Today’s blog post is written by Pastor Jen.
I don’t know how I did this, exactly, but for the second year in a row I was due to write a blog on Martin Luther King Jr. Day.
And for the second year in a row, I opened my planner yesterday, looked at my note to “write blog” and groaned a little.
Because what, really, do I have to say about the life and legacy of Dr. Martin Luther King Jr., or about the work that remains to be done?
It feels tone deaf at best, and hypocritical at worst, as a white person to tell you all about MLK and how we should understand him.
So, for the second year in a row, I will not attempt to do that.
Instead, I will share a thought that other people – BIPOC leaders who I respect and learn from – shared with me yesterday: Which is that, before we do any quoting of MLK, we should re-read his letter from a Birmingham Jail. You can find the full text here, and at many other places on the internet.
It’s especially important for those of us who style ourselves as moderates to do so, and as white Christians, because his words were particularly addressed to white church leaders who criticized his work; who might have agreed with his goals but denigrated his methods.
He writes beautifully in this letter about civil disobedience, about faith, about unjust laws and the way of nonviolence, about a deep love for the church and a deep disappointment in its response.
Perhaps most compellingly, he writes these words that I think deserve our continued reflection:
“There was a time when the church was very powerful—in the time when the early Christians rejoiced at being deemed worthy to suffer for what they believed. In those days the church was not merely a thermometer that recorded the ideas and principles of popular opinion; it was a thermostat that transformed the mores of society.

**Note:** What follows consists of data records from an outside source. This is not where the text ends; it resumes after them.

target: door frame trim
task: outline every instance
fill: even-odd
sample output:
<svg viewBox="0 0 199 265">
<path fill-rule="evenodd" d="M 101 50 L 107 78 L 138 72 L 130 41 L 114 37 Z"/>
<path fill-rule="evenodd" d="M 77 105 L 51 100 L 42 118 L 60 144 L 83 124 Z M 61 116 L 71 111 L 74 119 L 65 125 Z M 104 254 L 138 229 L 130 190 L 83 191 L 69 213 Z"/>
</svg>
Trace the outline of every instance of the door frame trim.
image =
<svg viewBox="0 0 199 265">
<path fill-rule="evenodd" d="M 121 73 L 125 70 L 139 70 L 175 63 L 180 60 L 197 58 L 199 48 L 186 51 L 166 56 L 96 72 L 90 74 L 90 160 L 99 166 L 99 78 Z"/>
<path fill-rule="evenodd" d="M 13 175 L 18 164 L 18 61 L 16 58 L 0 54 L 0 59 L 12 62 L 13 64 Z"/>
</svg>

Whenever the early Christians entered a town, the people in power became disturbed and immediately sought to convict the Christians for being “disturbers of the peace” and “outside agitators.”’ But the Christians pressed on, in the conviction that they were “a colony of heaven,” called to obey God rather than man. Small in number, they were big in commitment. They were too God-intoxicated to be “astronomically intimidated.” By their effort and example they brought an end to such ancient evils as infanticide and gladiatorial contests.
Things are different now. So often the contemporary church is a weak, ineffectual voice with an uncertain sound. So often it is an archdefender of the status quo. Far from being disturbed by the presence of the church, the power structure of the average community is consoled by the church’s silent—and often even vocal—sanction of things as they are.
But the judgment of God is upon the church as never before. If today’s church does not recapture the sacrificial spirit of the early church, it will lose its authenticity, forfeit the loyalty of millions, and be dismissed as an irrelevant social club with no meaning for the twentieth century. Every day I meet young people whose disappointment with the church has turned into outright disgust.“
So what will it be – thermometer or thermostat?
As anyone in the greater Chicago area (perhaps the entire Midwest) knows right now, we are in a terrible cold snap. So cold that certain things stop working…like my thermostat yesterday.
And let me tell you, when it went from being an effective thermostat to being a thermometer, I got COLD. I got uncomfortable. My sweet dog woke me up because she too was uncomfortable, and demanded something be done about it.
I had to turn that thermometer back into a thermostat – and thanks to God, some electrical tape, and the internet, I’m happy to report that I did.
But I’m not often in the place of being uncomfortable and forced into action like that.
To get back to MLK’s letter, I am one of the people most benefitted by the status quo – white, straight, non-disabled, middle class, college educated. So things as they are work for me, in general.
But they don’t work for a lot of people. And part of our call as Christians is to be the family of God; the body of Christ, and to recognize that when one part of the body is hurt or sick then all of us suffer.
That is when things will change.
When we realize that we’re all affected by injustice, and it hurts everyone. Then we, the comfortable, will be moved to act. I pray that day is soon. That maybe even it is now.
I don’t have much more to say that hasn’t been said many times, more eloquently, and by people with much more credibility and experience than I. But I will leave you with this question, which remains as urgent for us now as ever:
What will we, the church, be: thermometer or thermostat?